I have rafted rivers from the Russian Arctic to Alaska, but I was never more in awe than when I first experienced Idaho’s Middle Fork of the Salmon River. It was in the summer of 1986, and it was spellbinding.

Looking up at immense cliffs, I saw rare bighorn sheep peering down on our passing raft. I remember soaking in natural hot springs along the river and gazing up at an inky sky ablaze with a million stars.

I also recall the feeling of utter calm that overcame me the day after we launched. When you are on the river, you’re living on its terms and are part of its cycles. You are swept downstream and into a new, fresh existence. There is no turning back.

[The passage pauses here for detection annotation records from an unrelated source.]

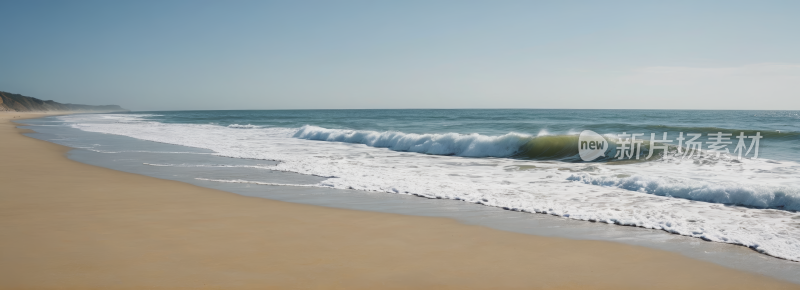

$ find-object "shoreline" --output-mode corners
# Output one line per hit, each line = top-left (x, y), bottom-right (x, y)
(0, 113), (800, 289)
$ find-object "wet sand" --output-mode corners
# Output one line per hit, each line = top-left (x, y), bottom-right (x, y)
(0, 113), (800, 289)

David Cline and his son, Charlie.
David Cline and his son, Charlie.

The Middle Fork of the Salmon flows through the three-million-acre Frank Church—River of No Return Wilderness. In 1968 the Middle Fork was one of only eight pristine freshwater streams included in the original National Wild and Scenic River Act.

Approximately 10,000 visitors raft the river each year, from late May through early September. This is the so-called “lottery season,” when the U.S. Forest Service awards specific launch dates to private rafters and commercial outfitters to protect the river from overcrowding and assure everyone a quality wilderness experience. A typical trip includes six days on the river and five overnight camps on bars. 

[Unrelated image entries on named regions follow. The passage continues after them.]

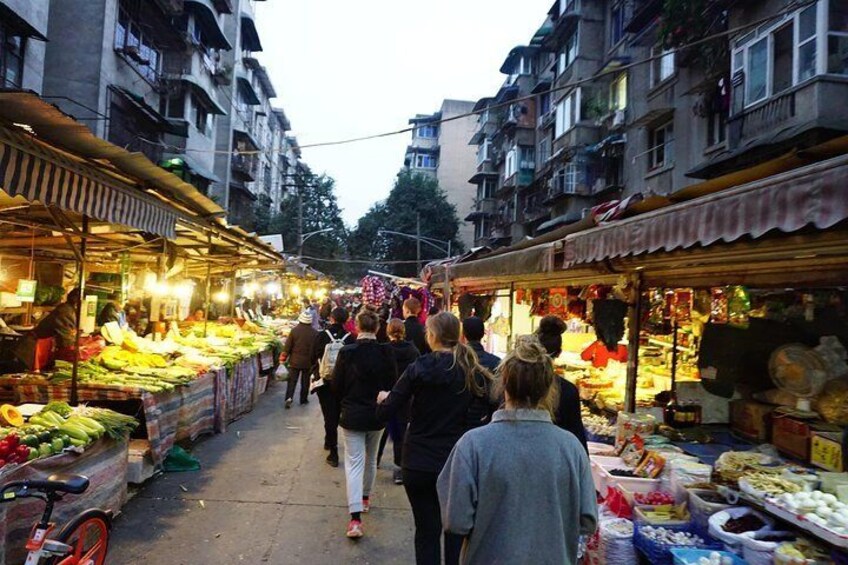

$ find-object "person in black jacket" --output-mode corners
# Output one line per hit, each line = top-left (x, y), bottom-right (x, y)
(377, 318), (421, 485)
(462, 316), (501, 374)
(332, 310), (397, 538)
(402, 297), (430, 355)
(312, 307), (354, 467)
(377, 312), (490, 565)
(536, 316), (589, 451)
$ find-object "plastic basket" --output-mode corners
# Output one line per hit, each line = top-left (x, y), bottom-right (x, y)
(633, 523), (722, 565)
(671, 549), (746, 565)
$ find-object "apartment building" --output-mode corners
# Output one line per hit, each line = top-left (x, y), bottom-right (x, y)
(404, 100), (476, 248)
(467, 0), (848, 246)
(0, 0), (50, 92)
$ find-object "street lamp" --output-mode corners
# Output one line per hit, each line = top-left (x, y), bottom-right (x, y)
(377, 229), (451, 270)
(297, 228), (333, 257)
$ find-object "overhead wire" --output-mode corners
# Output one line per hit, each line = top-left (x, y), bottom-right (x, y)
(122, 0), (818, 155)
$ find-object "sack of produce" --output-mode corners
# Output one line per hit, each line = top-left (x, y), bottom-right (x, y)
(709, 507), (774, 555)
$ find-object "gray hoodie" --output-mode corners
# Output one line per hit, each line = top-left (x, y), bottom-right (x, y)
(438, 410), (597, 565)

Over 104 miles, 102 named campsites are assigned in advance to each group. Campers must practice a strict Leave No Trace principle—all firewood must be brought in and lit in steel fire pans; all human and food waste must be contained and carried out.  

David and Heidi Cline of Middle Fork Adventures host visitors on weeklong raft trips. “You could spend 10 lifetimes exploring this vast wilderness and never see it all,” says David. He and his wife welcome young and old guests from all over the world, including many families, and provide delicious riverside meals. 

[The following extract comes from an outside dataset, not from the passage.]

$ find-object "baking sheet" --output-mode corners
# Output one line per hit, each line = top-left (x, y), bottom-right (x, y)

“We met on a river in Colorado, and we were married on an island,” David recalls. We were young whitewater guides.” Several years ago, he says, they came to the realization that they could either spend the rest of their lives as dirt-poor rafting guides, and likely never have a family, or start their own outfitting operation. They moved to Idaho.   

“Most of all,” David says, “I want to share this wonderful place with our two sons.” Charlie is four and Dylan is one. Last summer, Charlie experienced his first trip on the river, camping under the stars and feeling the thrill of racing through the rushing rapids. Since then, he has been asking, “Daddy, are we going back?’


A Bit of History

For some 3,000 years, the nomadic Tuka-Deka or mountain sheepeater people lived along the Middle Fork of the Salmon River. They subsisted mostly on bighorn sheep, which skilled hunters killed from talus rock blinds as the animals came down to the river to drink. They also gathered freshwater mussels and steamed them in ovens. On sheltered rock walls and hidden caves, the curious explorer can still find their ancient written history: astonishing red ochre pictographs painted by shamans using dehydrated iron oxide mixed with clay—sacred visions of the animals and the hunt.